Summer Recess

Summer Recess

This week Parliament breaks up for the Summer recess and not a moment too soon! MPs from across the floor are tired and fractious and need to regenerate themselves before an Autumn session when difficult decisions will have to be made. The election brought unexpected results; in fact, most parties were losers in different shapes and forms. But there was also a new unpleasantness from people, some of whom who had threatened or intimidated prospective MPs. Even I found it necessary to block several people from my Twitter feed. Political opinions that are different to my own are not a license to be personally abusive even when they come from constituents. Downing Street is now to hold a review following complaints across the House. There is also a possibility that electoral laws could be tightened amid fears that vandalism of Tory campaign posters was deliberately orchestrated for party or personal political gain.

After the election came the DUP deal which also proved controversial. I have written about this extensively on my blog, but my basic belief is with Britain embarking on momentous changes in its trading and diplomatic relationships the last thing this country needs now is another general election. With the most seats and most votes, and ignoring the spin from Jeremy Corbyn’s cheerleaders, only the Conservatives actually had the ability and legitimacy to be able to form a Government.

Next came the Labour amendment, tabled to a Queen’s Speech debate, about public sector pay. I did not support this because it would have meant a pay rise for ALL public sector workers including all those who already receive an automatic pay rise and some extremely highly paid public sector executives. This would have a devastating impact on our country’s finances particularly since our national debt still stands at nearly 1.9 trillion. For the moment I respect the independent Pay Review Body process and its recommendations. The Government, however, may feel that some pay rises are due, but if we need to maintain deficit reduction, we might have to look at some modest tax increases.

As for abolishing austerity I will quote David Cameron from a speech he made recently in Seoul: “The opponents of so called austerity couch their arguments in a way that make them sound generous and compassionate. They seek to paint the supporters of sound finances as selfish, or uncaring. The exact reverse is true. Giving up on sound finances isn’t being generous, its being selfish: spending money today that you might need tomorrow.”

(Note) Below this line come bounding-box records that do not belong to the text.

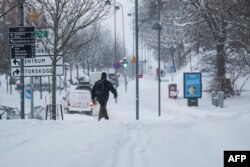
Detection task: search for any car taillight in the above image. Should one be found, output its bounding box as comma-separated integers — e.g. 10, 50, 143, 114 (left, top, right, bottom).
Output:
89, 101, 93, 107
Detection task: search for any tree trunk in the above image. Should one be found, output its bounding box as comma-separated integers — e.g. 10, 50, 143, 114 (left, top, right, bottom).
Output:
215, 37, 226, 91
52, 55, 57, 120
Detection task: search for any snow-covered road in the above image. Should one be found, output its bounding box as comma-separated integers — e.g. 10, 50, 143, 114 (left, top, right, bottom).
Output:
0, 74, 250, 167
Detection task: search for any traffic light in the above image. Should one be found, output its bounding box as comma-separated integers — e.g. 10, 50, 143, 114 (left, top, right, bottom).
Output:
122, 58, 128, 68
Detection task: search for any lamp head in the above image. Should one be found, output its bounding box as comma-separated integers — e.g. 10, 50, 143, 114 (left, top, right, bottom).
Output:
152, 22, 162, 30
105, 0, 111, 5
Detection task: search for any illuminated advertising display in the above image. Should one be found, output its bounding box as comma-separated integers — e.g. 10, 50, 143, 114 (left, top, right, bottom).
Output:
183, 72, 202, 98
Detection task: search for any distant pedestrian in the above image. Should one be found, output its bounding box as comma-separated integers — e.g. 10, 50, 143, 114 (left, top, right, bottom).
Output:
91, 72, 117, 121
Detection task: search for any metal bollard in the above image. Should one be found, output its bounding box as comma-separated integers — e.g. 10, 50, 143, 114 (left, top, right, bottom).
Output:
212, 91, 216, 106
218, 91, 224, 108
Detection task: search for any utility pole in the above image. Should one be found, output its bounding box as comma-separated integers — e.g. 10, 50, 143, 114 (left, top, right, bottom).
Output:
135, 0, 139, 120
18, 0, 25, 119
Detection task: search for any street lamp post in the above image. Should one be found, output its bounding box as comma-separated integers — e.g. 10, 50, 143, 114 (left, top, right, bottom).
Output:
152, 0, 162, 116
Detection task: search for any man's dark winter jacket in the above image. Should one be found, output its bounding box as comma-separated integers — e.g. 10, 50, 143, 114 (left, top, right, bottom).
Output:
91, 73, 117, 102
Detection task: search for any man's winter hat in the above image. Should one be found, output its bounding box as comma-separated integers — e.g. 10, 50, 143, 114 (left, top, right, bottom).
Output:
101, 72, 107, 79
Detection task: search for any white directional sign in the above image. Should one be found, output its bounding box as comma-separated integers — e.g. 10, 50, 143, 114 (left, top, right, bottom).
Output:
11, 66, 63, 77
11, 56, 63, 67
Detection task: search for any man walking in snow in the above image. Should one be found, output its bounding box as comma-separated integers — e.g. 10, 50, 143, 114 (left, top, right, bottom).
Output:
91, 72, 117, 121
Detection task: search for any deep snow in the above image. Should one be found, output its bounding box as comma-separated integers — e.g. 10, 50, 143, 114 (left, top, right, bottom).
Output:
0, 67, 250, 167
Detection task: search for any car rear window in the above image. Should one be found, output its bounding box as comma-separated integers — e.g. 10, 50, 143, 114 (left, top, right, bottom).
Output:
69, 92, 90, 99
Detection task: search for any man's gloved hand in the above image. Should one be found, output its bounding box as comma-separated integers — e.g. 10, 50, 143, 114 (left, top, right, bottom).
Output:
91, 99, 96, 105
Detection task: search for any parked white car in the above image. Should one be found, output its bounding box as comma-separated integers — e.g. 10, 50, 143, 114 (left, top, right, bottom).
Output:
63, 90, 93, 115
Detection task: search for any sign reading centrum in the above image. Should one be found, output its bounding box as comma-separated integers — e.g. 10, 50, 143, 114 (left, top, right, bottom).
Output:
11, 66, 63, 77
11, 56, 63, 67
9, 26, 35, 59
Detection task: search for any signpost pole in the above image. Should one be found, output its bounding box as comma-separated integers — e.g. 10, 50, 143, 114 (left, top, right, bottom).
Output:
30, 77, 34, 119
19, 0, 25, 119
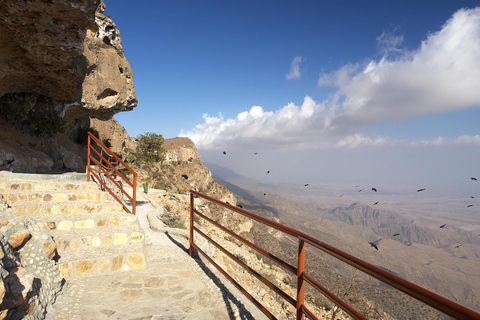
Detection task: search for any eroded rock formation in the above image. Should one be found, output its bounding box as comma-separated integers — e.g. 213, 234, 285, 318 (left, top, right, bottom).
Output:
0, 0, 137, 172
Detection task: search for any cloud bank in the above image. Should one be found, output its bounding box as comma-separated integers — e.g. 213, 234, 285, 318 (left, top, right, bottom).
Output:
285, 56, 305, 80
179, 8, 480, 149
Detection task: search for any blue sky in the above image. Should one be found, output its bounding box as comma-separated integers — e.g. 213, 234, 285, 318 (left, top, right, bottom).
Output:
105, 0, 480, 192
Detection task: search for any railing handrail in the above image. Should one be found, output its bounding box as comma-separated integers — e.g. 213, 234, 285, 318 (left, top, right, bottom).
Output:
190, 190, 480, 320
87, 132, 137, 215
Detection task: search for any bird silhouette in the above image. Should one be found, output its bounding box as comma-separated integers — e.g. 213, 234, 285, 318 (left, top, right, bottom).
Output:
369, 238, 382, 250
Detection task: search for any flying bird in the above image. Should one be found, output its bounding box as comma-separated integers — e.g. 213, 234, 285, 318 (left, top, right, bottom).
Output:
369, 238, 382, 250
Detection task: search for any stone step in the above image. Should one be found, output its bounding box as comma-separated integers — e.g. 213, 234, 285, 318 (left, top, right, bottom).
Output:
10, 200, 125, 217
58, 241, 146, 279
50, 225, 145, 256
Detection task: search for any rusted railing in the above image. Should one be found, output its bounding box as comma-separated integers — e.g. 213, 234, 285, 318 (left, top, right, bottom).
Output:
190, 190, 480, 320
87, 132, 137, 214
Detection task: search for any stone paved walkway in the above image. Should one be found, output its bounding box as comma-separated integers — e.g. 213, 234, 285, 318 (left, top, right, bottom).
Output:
46, 192, 266, 320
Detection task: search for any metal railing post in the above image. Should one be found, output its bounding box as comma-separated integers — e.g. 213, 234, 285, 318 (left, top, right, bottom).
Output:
188, 192, 194, 257
132, 172, 137, 215
87, 136, 90, 181
297, 239, 305, 320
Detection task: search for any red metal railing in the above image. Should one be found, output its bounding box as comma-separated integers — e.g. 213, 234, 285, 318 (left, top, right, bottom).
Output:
87, 132, 137, 214
190, 190, 480, 320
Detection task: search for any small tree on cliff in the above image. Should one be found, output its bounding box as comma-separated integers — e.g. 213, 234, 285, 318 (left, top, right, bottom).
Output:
136, 132, 165, 163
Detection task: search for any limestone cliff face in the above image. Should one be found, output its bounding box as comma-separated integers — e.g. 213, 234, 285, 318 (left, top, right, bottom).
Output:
0, 0, 137, 172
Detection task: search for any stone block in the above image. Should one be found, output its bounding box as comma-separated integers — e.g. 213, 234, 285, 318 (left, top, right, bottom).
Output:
8, 228, 30, 249
57, 220, 73, 231
21, 183, 32, 190
127, 252, 145, 269
53, 192, 67, 201
59, 262, 73, 278
97, 219, 107, 227
97, 258, 110, 273
110, 217, 119, 226
81, 237, 92, 247
75, 219, 95, 229
92, 237, 102, 247
130, 232, 144, 242
34, 184, 47, 191
75, 260, 96, 277
113, 233, 128, 246
111, 255, 123, 271
102, 234, 113, 245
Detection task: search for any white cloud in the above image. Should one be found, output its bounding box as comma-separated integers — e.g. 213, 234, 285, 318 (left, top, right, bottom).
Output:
285, 56, 305, 80
179, 8, 480, 149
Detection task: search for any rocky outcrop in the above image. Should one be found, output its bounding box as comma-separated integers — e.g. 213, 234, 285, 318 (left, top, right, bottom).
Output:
0, 199, 64, 319
0, 0, 137, 172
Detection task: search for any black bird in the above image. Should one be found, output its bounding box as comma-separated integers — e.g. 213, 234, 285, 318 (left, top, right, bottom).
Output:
369, 238, 382, 250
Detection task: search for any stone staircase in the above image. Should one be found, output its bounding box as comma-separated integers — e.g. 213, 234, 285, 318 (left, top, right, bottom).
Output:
0, 172, 145, 279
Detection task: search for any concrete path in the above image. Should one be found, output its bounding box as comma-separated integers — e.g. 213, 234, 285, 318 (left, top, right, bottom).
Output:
46, 190, 266, 320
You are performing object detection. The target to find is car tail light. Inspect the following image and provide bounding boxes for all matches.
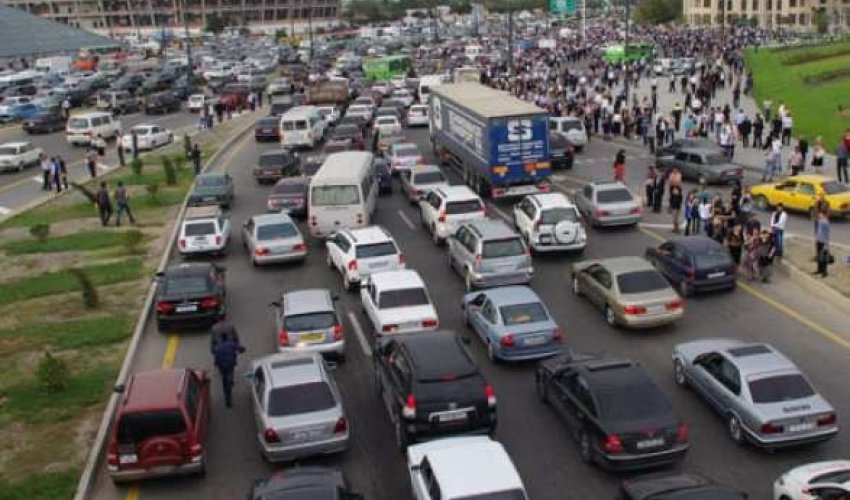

Lastly, Theresa May. I’m not denying there are issues around her leadership. But her vilification is damaging our prospects as a nation. There is no knight-in-shining-armour statesman or woman waiting in the wings to replace her. For now, we need to reconcile ourselves to practical governing as the Brexit process grinds on. She may have her faults but she is also dutiful and she is diligent and she deserves our support during these difficult negotiations.